Now, with all that build-up, what’s the book about?
Quiet is about being an introvert in an extroverted society. Cain describes introverts as people who can recognize themselves somewhere in these attributes: “reflective, cerebral, bookish, unassuming, sensitive, thoughtful, serious, contemplative, subtle, introspective, inner-directed, gentle, calm, modes, solitude-seeking, shy, risk-adverse, thin-skinned.” These characteristics are not often valued in American society, but Cain gives several examples of introverts who have achieved extraordinary things by staying true to themselves within the cultural norms. (Another definition of introverts/extroverts that I like is that introverts replenish their energy in solitude, while extroverts draw their energy from other people.)
Cain describes scenarios, from business to social events to school, where extroversion is a valued trait, and introverts can often be ignored or passed over. To take a single example, in our classrooms and boardrooms, group work has become the norm. There’s often no literal space for the introvert to do her best work- which often requires quiet and solitude- in open-plan offices and with desks arranged in groups. Group work is not a bad thing, of course, but it needs to be managed carefully in order to prevent extroverts’ powerful voices from drowning out thoughtful introverts’ ideas.
I’m a classic introvert, and while I’ve been able to pick up a few extroverted skills to get along at work and social events (something Cain says is common practice for introverts in America), I remember a time that my personality type didn’t suit my environment. Back in elementary and middle school, I was very quiet. When I was with friends and family, I could be fun and outgoing, but in large classroom, or with kids I didn’t know well, I got lost. I often felt tongue-tied during class discussions, and kept to myself during group work, even though I’d put thought into the topic. I remember feeling awkward and uncomfortable for much of the school day. Being an introvert in an extroverted environment didn’t prevent me from getting good grades, but it did keep me from participating fully in activities I could have been passionate about. In fifth grade, I was too intimidated to audition for the class play, even though I liked drama and later ended up performing in high school musicals. Likewise, in my after-school student enrichment program, I remember sitting alone while my group presented research I’d helped with, because the other kids in my group were popular girls who (not intentionally, I’m sure) made me feel insecure.
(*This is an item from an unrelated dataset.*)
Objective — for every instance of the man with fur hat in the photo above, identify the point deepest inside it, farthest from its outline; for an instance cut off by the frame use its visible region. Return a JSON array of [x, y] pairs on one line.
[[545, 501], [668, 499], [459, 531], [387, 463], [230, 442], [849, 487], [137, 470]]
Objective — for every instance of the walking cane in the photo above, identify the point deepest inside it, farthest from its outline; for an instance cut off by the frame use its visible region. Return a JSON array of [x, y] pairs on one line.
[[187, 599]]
These days, I enjoy working in groups with colleagues I respect and know well, but the same tongue-tied, invisible feeling drops over me in large meetings. I don’t like going to public places where I might run into someone I know, because I get nervous making small talk. I dread going to parties with a lot of unfamiliar people, and I don’t enjoy going anywhere new without my husband. For as long as I can remember, I thought these things were something wrong with me. I’d get angry at myself for my own reluctance to join in, for my preference to work alone, for the knowledge that others sometimes thought me stand-offish and snobby. I didn’t understand how these characteristics fit with other aspects of my personality: my self-confidence, my ability to make and keep friends, my persistence, my desire to try new things.
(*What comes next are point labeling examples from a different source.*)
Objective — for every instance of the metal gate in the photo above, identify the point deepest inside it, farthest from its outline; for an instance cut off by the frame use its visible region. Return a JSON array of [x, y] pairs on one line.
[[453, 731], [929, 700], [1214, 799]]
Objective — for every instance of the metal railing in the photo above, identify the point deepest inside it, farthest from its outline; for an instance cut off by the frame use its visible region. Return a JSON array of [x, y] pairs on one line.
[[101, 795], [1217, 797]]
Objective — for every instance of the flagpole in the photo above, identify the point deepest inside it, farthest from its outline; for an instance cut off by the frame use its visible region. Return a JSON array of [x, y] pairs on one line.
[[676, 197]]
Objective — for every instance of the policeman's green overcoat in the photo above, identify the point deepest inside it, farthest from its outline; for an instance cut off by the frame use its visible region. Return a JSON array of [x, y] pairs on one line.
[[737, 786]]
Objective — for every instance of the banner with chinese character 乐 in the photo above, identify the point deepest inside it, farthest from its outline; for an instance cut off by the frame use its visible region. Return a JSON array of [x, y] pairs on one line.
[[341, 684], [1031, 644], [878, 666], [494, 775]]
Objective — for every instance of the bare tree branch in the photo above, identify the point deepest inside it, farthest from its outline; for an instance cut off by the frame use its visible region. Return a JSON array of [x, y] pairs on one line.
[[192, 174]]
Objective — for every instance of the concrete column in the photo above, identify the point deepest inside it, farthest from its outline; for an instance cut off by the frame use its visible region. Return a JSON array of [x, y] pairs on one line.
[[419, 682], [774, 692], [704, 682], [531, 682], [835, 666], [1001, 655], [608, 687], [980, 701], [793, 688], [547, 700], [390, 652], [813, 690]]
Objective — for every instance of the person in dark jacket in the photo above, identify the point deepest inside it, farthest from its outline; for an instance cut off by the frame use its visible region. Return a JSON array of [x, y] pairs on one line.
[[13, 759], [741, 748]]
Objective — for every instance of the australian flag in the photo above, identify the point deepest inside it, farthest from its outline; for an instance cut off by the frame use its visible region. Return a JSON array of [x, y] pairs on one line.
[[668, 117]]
After reading Quiet, I now accept that introversion is my identity, just as much as my race or gender. If I feel uncomfortable in certain situations, it’s not because there’s something wrong with me; it’s because the situations aren’t a good fit. Now that I understand this, I think it’ll be easier for me to handle those situations, because I’ll be able to recognize my feelings and make adjustments to the environment to make myself more comfortable. For example, instead of sitting at the back of a meeting, I could try to sit near the front; that will make it feel more intimate between me and the meeting leader. When I go to a party, I could try to get there early, so that I don’t have to walk into an already-crowded room.
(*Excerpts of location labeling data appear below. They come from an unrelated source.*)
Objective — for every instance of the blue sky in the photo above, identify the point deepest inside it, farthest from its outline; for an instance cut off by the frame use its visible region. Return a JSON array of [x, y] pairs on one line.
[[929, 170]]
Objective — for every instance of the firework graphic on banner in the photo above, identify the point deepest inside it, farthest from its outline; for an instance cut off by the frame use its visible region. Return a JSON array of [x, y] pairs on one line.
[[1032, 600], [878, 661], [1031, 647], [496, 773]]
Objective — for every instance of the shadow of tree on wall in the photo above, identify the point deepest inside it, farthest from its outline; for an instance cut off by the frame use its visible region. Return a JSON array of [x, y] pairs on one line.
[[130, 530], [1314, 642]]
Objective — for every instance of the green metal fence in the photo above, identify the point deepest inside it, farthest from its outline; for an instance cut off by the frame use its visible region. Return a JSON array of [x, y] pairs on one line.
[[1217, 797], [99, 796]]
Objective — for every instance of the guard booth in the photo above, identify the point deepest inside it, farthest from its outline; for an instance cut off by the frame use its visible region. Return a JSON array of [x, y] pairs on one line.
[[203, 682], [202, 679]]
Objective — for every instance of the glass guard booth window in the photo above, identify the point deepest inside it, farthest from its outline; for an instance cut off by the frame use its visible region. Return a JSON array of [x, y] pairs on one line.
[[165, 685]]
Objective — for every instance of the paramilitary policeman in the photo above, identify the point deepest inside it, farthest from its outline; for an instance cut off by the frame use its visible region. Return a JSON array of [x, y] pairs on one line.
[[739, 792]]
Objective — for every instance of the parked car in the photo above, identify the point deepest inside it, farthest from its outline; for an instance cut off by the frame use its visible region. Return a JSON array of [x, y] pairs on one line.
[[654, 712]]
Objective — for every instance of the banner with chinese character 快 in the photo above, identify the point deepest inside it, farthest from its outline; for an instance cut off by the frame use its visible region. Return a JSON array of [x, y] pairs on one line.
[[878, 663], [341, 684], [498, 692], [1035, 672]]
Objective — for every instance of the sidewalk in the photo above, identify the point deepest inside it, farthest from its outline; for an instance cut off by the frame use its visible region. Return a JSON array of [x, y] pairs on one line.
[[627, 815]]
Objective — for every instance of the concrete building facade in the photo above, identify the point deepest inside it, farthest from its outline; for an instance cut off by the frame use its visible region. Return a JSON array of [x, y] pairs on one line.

Even if you’re not an introvert yourself (Cain claims that 1/3-1/2 of Americans are introverted) it’s likely you’re close to one. If you’re married to an introvert, parenting one, teaching or managing them, this book is a wonderful resource. It will help you understand the kind of environment the introverts in your life thrive in, and if you facilitate it for them, you can watch them grow and produce better and faster than ever before.
How about you? Are you an introvert or an extrovert? Have you ever thought about the way this aspect of your personality affects your work and home lives?